7. Karsa A, Punwani S, and Shmueli K. The effect of low resolution and coverage on the accuracy of susceptibility mapping. Magnetic Resonance in Medicine. 2018:1–16.

8. Peters AM, et al. T2* measurements in human brain at 1.5, 3 and 7 T. Magnetic Resonance Imaging 2007;25:748–753.

9. Deistung A, et al. Toward in vivo histology: A comparison of quantitative susceptibility mapping (QSM) with magnitude-, phase-, and R2⁎-imaging at ultra-high magnetic field strength. NeuroImage. 2013;65:299–314.

Figures

Figure 1: 3 and 7 T T2*-weighted (T2*w), T2*-maps and QSM in reperfused and permanent infarctions. (A) 90- and 180-min reperfused infarcts show distinct T2*w and T2*-map hypointense regions. QSM showed regions of elevated susceptibility in all infarcts. (B) Shows larger paramagnetic shift at 7 T using VOI measurements (dashed line) and equivalent susceptibility with infarct and remote measurements (solid line). (C) 7 T T2* measurements were less than 3 T. (D) Regression analysis of R2* and magnetic susceptibility, where the slope is consistent at both field strengths and hyperintense and isointense R2* are equivalent despite susceptibility changes.

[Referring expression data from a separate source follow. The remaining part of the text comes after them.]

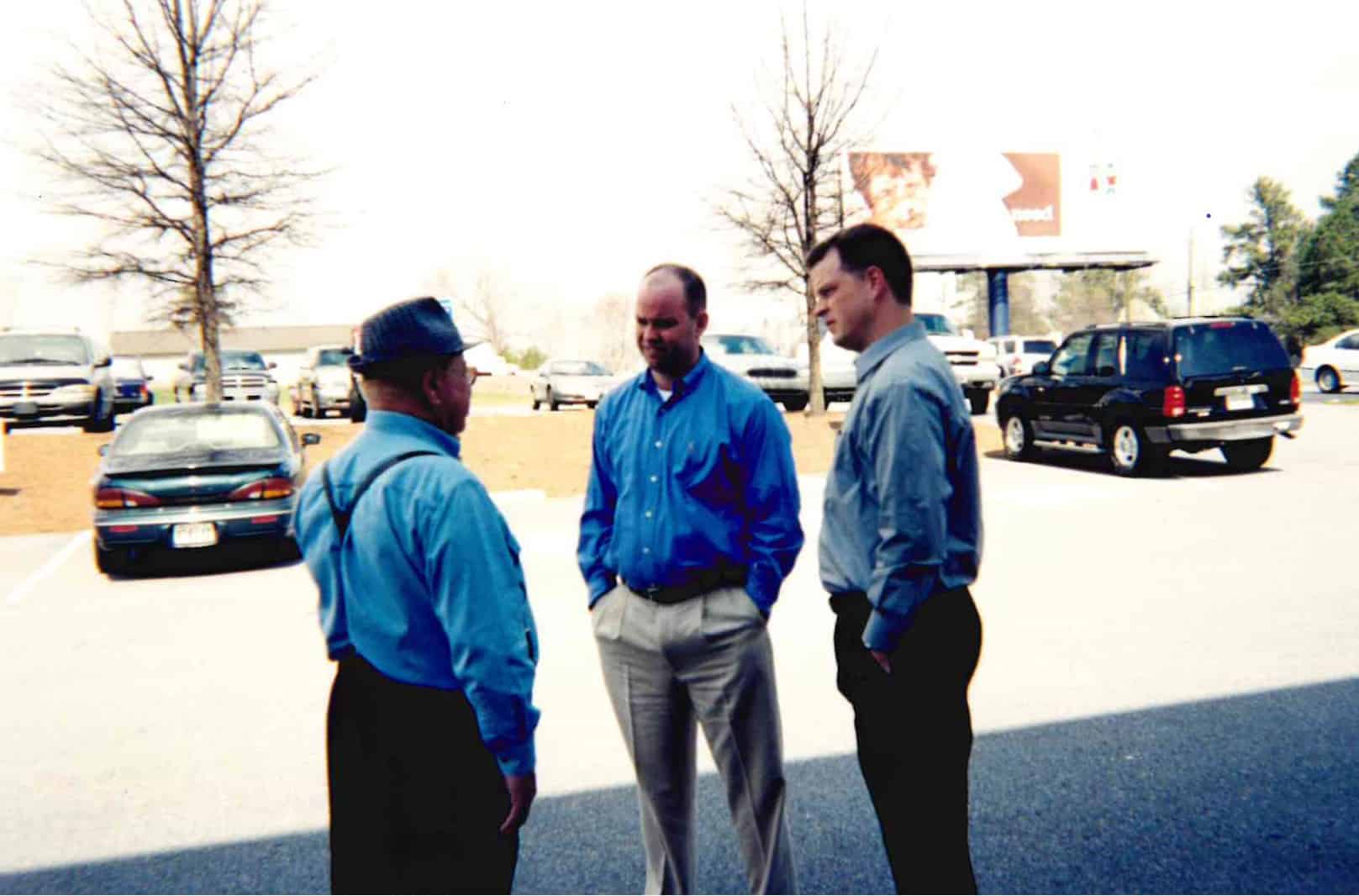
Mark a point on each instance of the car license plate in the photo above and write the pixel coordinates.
(193, 535)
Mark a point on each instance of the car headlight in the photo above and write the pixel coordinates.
(77, 392)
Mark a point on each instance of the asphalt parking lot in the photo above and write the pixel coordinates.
(1167, 702)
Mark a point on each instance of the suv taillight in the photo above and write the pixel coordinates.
(1173, 405)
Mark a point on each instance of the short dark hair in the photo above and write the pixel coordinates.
(408, 373)
(866, 246)
(695, 293)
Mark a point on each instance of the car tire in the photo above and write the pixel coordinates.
(1130, 451)
(101, 422)
(112, 561)
(1249, 455)
(1017, 437)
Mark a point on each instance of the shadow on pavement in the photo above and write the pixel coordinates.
(1245, 794)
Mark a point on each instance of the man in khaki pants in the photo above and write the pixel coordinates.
(689, 528)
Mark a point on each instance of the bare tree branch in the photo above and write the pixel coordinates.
(156, 138)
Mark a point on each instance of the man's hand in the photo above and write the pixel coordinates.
(522, 790)
(882, 660)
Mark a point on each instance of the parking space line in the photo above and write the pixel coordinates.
(46, 568)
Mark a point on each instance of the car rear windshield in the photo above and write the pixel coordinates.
(180, 433)
(233, 361)
(28, 348)
(1225, 347)
(332, 356)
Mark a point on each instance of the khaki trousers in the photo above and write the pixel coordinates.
(704, 661)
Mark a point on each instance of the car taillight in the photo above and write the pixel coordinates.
(1173, 405)
(264, 490)
(121, 498)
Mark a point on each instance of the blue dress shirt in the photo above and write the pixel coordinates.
(903, 506)
(427, 583)
(698, 482)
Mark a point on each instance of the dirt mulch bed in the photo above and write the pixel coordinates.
(50, 476)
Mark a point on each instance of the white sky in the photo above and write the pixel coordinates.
(568, 147)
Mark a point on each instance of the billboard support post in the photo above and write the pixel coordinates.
(998, 301)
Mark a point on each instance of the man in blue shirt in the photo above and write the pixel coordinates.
(900, 544)
(423, 604)
(689, 528)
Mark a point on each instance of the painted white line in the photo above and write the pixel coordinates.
(48, 568)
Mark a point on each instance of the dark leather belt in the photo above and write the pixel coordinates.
(700, 582)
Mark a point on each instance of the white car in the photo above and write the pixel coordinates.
(570, 381)
(1018, 354)
(1335, 363)
(780, 378)
(973, 361)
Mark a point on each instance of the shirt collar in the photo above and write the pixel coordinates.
(876, 354)
(685, 383)
(405, 424)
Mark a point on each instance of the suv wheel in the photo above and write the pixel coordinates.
(1130, 453)
(1249, 455)
(1018, 438)
(99, 422)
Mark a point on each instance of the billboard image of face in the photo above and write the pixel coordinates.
(961, 202)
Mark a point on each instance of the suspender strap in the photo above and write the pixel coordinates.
(343, 515)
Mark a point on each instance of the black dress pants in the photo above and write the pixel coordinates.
(416, 798)
(915, 735)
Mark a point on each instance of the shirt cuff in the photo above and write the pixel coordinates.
(518, 761)
(883, 630)
(599, 586)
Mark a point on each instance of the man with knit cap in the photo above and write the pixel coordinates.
(423, 604)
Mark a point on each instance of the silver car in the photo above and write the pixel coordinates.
(570, 381)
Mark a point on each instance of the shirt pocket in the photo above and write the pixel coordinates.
(708, 472)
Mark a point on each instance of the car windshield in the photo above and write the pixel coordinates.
(1225, 347)
(737, 345)
(579, 369)
(176, 433)
(128, 367)
(936, 324)
(333, 356)
(24, 348)
(233, 359)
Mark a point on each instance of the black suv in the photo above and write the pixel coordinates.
(1138, 391)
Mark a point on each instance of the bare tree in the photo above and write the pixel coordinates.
(798, 196)
(158, 134)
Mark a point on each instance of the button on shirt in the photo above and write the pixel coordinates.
(680, 486)
(903, 506)
(427, 583)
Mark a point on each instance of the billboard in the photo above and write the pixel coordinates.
(962, 202)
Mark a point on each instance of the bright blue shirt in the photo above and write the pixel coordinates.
(427, 583)
(698, 482)
(903, 508)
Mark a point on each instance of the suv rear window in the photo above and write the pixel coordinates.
(24, 348)
(1224, 347)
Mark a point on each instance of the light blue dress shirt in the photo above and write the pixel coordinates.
(903, 506)
(698, 482)
(427, 583)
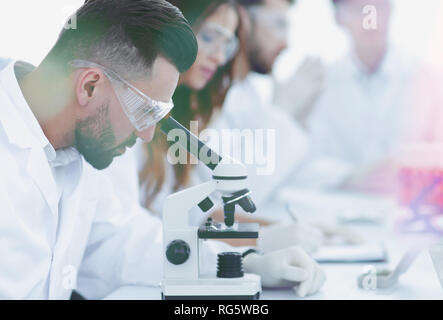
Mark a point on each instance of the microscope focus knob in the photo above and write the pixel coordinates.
(177, 252)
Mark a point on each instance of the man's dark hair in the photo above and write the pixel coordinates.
(127, 36)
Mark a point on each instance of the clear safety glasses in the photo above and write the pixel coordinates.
(213, 38)
(142, 111)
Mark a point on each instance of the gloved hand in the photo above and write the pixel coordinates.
(299, 94)
(278, 236)
(290, 267)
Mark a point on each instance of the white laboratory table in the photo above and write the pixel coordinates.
(420, 281)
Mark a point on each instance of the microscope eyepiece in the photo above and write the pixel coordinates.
(247, 204)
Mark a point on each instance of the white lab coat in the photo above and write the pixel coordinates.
(247, 106)
(50, 228)
(123, 175)
(359, 117)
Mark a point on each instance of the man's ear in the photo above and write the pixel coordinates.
(338, 16)
(86, 83)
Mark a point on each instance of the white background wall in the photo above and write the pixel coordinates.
(28, 28)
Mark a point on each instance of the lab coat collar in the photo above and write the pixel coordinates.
(386, 69)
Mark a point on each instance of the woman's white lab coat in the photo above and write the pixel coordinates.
(247, 107)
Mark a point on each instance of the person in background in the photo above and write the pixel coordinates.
(201, 90)
(62, 227)
(358, 120)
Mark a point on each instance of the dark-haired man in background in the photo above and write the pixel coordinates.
(100, 87)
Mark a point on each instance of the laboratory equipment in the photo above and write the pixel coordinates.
(385, 278)
(182, 278)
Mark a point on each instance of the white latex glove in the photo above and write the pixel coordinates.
(278, 236)
(299, 94)
(290, 267)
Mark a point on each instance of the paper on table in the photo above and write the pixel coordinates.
(351, 254)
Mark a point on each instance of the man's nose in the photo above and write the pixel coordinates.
(146, 135)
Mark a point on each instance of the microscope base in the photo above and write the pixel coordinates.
(246, 288)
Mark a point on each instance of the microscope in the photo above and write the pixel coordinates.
(182, 278)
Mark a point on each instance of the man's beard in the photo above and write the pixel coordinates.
(257, 64)
(92, 148)
(94, 139)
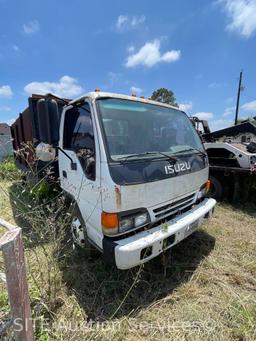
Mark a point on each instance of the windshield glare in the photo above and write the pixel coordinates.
(133, 128)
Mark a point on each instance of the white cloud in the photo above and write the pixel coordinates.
(204, 115)
(220, 124)
(149, 55)
(6, 91)
(131, 49)
(249, 106)
(229, 111)
(136, 90)
(127, 23)
(65, 87)
(242, 15)
(185, 106)
(31, 27)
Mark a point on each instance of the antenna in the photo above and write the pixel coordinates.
(240, 88)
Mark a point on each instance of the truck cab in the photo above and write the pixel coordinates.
(137, 172)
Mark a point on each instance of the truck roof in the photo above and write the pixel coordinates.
(100, 94)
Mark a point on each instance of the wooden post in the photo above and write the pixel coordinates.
(13, 253)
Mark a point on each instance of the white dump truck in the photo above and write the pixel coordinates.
(135, 169)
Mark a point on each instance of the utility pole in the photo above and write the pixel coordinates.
(238, 96)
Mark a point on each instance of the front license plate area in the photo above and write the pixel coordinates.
(191, 228)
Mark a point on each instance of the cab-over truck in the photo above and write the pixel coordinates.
(135, 169)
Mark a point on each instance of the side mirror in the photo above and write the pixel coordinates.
(90, 167)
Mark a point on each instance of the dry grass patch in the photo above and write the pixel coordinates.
(204, 290)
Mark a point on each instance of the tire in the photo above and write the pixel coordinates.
(79, 234)
(216, 189)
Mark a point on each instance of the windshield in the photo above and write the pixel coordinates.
(136, 130)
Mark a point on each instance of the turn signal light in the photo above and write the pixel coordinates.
(208, 185)
(109, 222)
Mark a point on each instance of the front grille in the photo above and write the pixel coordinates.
(174, 207)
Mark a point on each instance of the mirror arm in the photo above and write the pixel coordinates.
(73, 164)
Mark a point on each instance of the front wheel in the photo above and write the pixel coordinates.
(78, 233)
(216, 188)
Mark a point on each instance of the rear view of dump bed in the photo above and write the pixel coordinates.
(39, 122)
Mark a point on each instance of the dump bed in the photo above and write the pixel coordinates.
(29, 129)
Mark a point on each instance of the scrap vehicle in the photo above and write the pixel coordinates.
(232, 156)
(134, 169)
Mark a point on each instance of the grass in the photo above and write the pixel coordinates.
(205, 289)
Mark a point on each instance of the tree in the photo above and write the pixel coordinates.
(164, 95)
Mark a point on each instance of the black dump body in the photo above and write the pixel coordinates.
(246, 127)
(39, 122)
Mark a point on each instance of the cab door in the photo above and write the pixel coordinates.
(79, 165)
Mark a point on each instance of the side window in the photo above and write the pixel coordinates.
(78, 129)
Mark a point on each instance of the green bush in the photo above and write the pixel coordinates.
(8, 169)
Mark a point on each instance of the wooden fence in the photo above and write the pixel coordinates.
(19, 319)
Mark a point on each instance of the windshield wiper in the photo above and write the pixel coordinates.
(171, 158)
(191, 149)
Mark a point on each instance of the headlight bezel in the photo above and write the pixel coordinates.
(132, 216)
(124, 222)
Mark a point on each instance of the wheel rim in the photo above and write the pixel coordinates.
(77, 231)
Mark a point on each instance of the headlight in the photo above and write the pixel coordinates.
(114, 223)
(135, 220)
(253, 159)
(204, 190)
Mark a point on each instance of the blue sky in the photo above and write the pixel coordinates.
(195, 48)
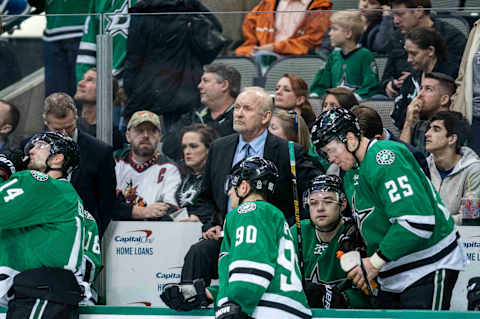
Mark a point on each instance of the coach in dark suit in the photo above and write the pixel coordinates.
(252, 113)
(94, 178)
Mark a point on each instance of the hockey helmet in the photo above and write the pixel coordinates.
(59, 144)
(332, 124)
(325, 183)
(261, 173)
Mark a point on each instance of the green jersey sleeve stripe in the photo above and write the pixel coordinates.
(251, 264)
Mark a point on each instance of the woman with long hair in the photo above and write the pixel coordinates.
(291, 94)
(196, 141)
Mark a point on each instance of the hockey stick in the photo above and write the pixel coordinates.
(291, 152)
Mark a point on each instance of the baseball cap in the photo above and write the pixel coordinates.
(144, 116)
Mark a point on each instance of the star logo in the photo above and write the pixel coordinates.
(360, 215)
(119, 20)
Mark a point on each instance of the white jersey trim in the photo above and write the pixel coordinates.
(406, 220)
(251, 264)
(285, 301)
(252, 279)
(74, 255)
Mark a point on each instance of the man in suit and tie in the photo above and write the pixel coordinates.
(252, 113)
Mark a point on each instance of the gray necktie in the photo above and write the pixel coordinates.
(248, 150)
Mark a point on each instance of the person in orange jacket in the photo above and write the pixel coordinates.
(267, 31)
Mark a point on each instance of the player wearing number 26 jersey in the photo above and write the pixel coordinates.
(414, 249)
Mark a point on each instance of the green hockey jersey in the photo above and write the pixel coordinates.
(65, 19)
(92, 257)
(258, 267)
(356, 71)
(115, 23)
(321, 266)
(401, 215)
(42, 225)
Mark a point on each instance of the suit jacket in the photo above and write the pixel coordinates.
(212, 203)
(94, 178)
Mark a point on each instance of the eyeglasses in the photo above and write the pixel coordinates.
(295, 116)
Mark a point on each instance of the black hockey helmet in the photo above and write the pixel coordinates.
(332, 124)
(261, 173)
(325, 183)
(59, 144)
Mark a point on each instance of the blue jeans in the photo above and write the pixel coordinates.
(60, 58)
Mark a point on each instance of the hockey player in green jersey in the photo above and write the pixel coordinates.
(258, 268)
(325, 233)
(42, 229)
(414, 250)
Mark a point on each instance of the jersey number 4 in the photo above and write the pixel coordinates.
(394, 192)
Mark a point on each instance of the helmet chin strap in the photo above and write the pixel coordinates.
(354, 151)
(322, 230)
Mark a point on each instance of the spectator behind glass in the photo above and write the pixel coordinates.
(455, 168)
(467, 98)
(146, 178)
(349, 65)
(379, 26)
(427, 53)
(291, 94)
(196, 141)
(338, 97)
(408, 15)
(289, 126)
(284, 33)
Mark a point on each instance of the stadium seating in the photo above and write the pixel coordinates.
(305, 66)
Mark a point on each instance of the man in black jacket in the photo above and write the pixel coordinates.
(252, 113)
(406, 19)
(94, 178)
(165, 55)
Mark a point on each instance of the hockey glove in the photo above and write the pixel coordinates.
(230, 310)
(185, 297)
(325, 296)
(473, 293)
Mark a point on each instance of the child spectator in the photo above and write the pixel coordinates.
(349, 65)
(379, 24)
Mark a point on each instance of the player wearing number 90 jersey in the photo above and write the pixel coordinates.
(258, 266)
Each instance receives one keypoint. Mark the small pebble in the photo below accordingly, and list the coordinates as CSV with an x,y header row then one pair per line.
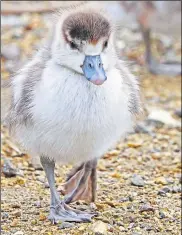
x,y
99,228
19,233
137,180
5,215
46,185
146,207
66,225
16,214
161,215
40,179
178,113
176,189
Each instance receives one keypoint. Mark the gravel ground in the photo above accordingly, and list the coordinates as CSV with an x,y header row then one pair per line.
x,y
139,182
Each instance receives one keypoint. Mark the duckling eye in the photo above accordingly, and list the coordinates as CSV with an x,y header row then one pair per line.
x,y
105,44
73,45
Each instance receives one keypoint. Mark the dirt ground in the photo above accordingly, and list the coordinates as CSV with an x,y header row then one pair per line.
x,y
152,159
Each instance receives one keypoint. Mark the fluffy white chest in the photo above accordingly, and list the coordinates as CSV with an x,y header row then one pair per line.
x,y
76,120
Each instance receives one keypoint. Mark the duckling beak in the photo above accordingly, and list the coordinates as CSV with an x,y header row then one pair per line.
x,y
93,70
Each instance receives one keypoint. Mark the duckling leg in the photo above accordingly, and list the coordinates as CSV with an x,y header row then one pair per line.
x,y
168,68
59,211
81,183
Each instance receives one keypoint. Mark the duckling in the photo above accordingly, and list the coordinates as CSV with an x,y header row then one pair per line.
x,y
73,101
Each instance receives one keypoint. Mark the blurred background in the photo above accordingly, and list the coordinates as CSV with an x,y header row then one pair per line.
x,y
150,30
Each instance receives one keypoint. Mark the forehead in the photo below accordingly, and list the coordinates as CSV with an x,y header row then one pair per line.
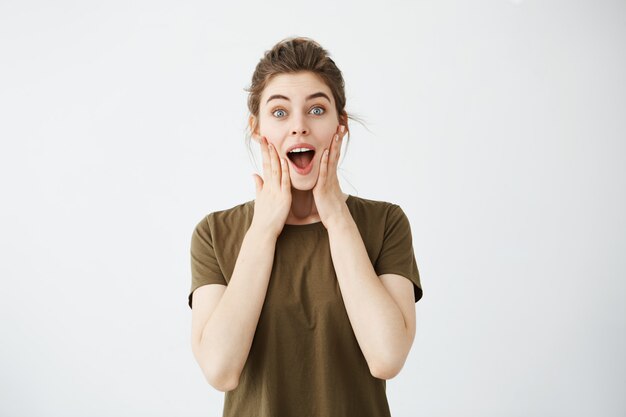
x,y
295,86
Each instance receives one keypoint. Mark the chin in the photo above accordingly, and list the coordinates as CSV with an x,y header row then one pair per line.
x,y
302,184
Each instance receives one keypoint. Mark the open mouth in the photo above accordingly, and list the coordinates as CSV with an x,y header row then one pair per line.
x,y
301,158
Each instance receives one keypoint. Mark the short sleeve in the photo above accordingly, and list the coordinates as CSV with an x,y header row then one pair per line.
x,y
396,255
205,268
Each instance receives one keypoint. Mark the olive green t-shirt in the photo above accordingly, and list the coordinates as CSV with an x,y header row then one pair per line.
x,y
305,359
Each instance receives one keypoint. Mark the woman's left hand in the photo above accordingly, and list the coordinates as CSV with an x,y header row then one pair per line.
x,y
329,199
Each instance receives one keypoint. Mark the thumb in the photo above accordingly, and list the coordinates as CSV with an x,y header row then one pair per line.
x,y
258,182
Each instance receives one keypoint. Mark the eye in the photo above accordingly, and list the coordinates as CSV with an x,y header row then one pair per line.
x,y
320,112
278,110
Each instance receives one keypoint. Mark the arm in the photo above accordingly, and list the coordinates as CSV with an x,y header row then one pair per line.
x,y
222,335
381,310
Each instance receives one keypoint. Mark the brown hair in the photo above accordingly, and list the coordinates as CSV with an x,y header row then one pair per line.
x,y
292,55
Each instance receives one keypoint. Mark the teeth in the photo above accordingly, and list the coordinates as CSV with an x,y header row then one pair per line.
x,y
300,150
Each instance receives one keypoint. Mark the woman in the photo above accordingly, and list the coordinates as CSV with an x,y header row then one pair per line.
x,y
302,299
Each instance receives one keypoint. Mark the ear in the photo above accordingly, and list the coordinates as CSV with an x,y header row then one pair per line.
x,y
254,129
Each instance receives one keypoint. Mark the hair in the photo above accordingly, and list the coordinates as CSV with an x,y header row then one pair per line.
x,y
293,55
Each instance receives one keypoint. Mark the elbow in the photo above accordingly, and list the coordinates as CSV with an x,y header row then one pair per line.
x,y
386,369
217,376
221,382
385,372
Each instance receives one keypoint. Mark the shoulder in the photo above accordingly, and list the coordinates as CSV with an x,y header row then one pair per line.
x,y
234,217
376,209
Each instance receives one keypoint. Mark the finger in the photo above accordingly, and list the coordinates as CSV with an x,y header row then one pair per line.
x,y
258,183
323,168
275,164
285,179
267,168
336,152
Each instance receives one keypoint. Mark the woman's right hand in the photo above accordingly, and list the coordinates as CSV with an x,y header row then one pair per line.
x,y
273,193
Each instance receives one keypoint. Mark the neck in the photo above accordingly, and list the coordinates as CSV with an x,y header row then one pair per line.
x,y
303,209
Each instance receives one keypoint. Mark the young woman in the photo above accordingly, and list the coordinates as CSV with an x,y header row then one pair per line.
x,y
302,299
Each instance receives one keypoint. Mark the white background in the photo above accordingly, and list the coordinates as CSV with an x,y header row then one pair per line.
x,y
498,126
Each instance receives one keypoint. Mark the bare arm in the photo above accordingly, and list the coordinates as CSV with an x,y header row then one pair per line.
x,y
223,326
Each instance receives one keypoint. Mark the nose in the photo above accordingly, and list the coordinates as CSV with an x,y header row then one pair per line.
x,y
299,126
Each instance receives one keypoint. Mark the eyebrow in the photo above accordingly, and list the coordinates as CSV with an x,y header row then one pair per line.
x,y
312,96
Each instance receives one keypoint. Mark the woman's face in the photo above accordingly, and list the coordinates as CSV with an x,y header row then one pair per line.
x,y
298,110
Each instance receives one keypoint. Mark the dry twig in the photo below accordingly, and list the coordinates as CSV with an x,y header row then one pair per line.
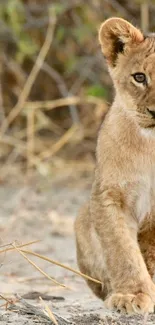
x,y
61,265
48,312
18,246
32,77
37,267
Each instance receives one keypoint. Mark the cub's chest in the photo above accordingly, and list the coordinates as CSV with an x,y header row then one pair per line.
x,y
145,203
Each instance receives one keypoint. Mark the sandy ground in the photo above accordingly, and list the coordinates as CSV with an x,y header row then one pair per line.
x,y
46,210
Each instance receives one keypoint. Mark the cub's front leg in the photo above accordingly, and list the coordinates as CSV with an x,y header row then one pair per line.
x,y
132,287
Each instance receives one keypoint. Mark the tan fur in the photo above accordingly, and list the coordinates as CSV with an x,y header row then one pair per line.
x,y
115,231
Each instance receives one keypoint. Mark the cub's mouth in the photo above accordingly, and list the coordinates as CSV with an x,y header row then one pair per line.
x,y
152,113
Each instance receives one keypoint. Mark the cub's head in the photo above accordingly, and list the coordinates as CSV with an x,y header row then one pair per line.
x,y
131,60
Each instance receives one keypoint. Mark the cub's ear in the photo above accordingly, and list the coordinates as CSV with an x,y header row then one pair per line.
x,y
114,34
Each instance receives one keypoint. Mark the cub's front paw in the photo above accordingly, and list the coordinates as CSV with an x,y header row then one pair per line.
x,y
130,304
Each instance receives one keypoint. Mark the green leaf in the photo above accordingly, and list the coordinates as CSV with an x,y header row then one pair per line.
x,y
97,91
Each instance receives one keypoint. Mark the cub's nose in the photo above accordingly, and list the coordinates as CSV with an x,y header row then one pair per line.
x,y
151,112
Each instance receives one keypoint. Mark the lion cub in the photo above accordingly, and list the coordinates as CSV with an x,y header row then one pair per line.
x,y
115,231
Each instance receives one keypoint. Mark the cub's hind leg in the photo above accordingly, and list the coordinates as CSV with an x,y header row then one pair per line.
x,y
146,240
89,255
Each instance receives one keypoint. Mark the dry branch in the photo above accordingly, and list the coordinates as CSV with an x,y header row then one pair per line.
x,y
18,246
51,104
61,265
37,267
33,75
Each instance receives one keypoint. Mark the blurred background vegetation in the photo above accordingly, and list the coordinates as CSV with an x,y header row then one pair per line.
x,y
41,127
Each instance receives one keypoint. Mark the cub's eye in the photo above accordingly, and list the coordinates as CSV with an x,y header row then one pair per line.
x,y
139,77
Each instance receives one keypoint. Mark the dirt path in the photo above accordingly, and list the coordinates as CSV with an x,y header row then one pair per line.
x,y
47,212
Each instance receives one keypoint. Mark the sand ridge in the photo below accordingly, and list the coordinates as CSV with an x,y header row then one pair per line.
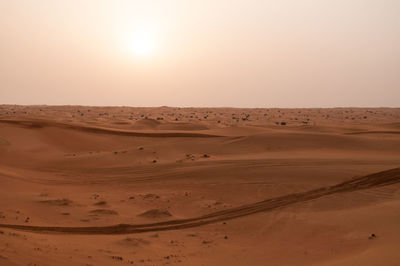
x,y
84,185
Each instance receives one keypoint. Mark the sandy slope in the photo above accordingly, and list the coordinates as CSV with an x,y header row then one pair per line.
x,y
196,186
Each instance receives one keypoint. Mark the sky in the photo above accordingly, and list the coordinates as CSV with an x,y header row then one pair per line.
x,y
209,53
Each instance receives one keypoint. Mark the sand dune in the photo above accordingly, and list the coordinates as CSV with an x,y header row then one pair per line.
x,y
366,182
199,186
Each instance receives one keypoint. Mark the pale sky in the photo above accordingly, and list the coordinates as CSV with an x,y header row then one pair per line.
x,y
248,53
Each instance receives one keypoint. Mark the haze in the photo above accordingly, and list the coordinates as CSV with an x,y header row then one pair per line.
x,y
201,53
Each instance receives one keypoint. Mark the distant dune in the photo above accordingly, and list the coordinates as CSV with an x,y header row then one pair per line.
x,y
86,185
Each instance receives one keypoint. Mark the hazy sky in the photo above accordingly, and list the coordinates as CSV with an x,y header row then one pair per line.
x,y
249,53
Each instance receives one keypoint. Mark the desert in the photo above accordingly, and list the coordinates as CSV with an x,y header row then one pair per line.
x,y
86,185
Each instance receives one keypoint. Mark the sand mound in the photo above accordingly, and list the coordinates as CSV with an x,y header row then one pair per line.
x,y
147,123
4,142
156,213
135,242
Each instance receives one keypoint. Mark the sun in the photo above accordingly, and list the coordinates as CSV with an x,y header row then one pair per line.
x,y
142,42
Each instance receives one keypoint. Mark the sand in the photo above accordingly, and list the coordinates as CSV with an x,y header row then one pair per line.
x,y
86,185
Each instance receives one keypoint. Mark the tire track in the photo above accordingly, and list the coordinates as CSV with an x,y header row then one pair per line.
x,y
383,178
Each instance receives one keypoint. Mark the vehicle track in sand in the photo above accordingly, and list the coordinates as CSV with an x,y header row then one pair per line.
x,y
379,179
103,130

Figure 2: Reperfused 180-min MI magnetic susceptibility at 7 T localizes to iron distribution. (A) 7 T T2*w and QSM images shows heterogenous image contrast. The infarct has hypointense hemorrhagic (red arrows), hyperintense fibrotic (yellow arrows) regions and isointense viable myocardium (blue arrows). (B) Histology shows extensive fibrosis (Trichrome, yellow arrows), where fibrotic regions have heterogenous tissue susceptibility at 7 T QSM (inset). Elevated susceptibility in QSM at 7 T correspond to iron distribution at the transition zone between necrotic and mixed viable myocytes (Prussian blue, red arrows) and trapped red blood cells (H&E, red arrow).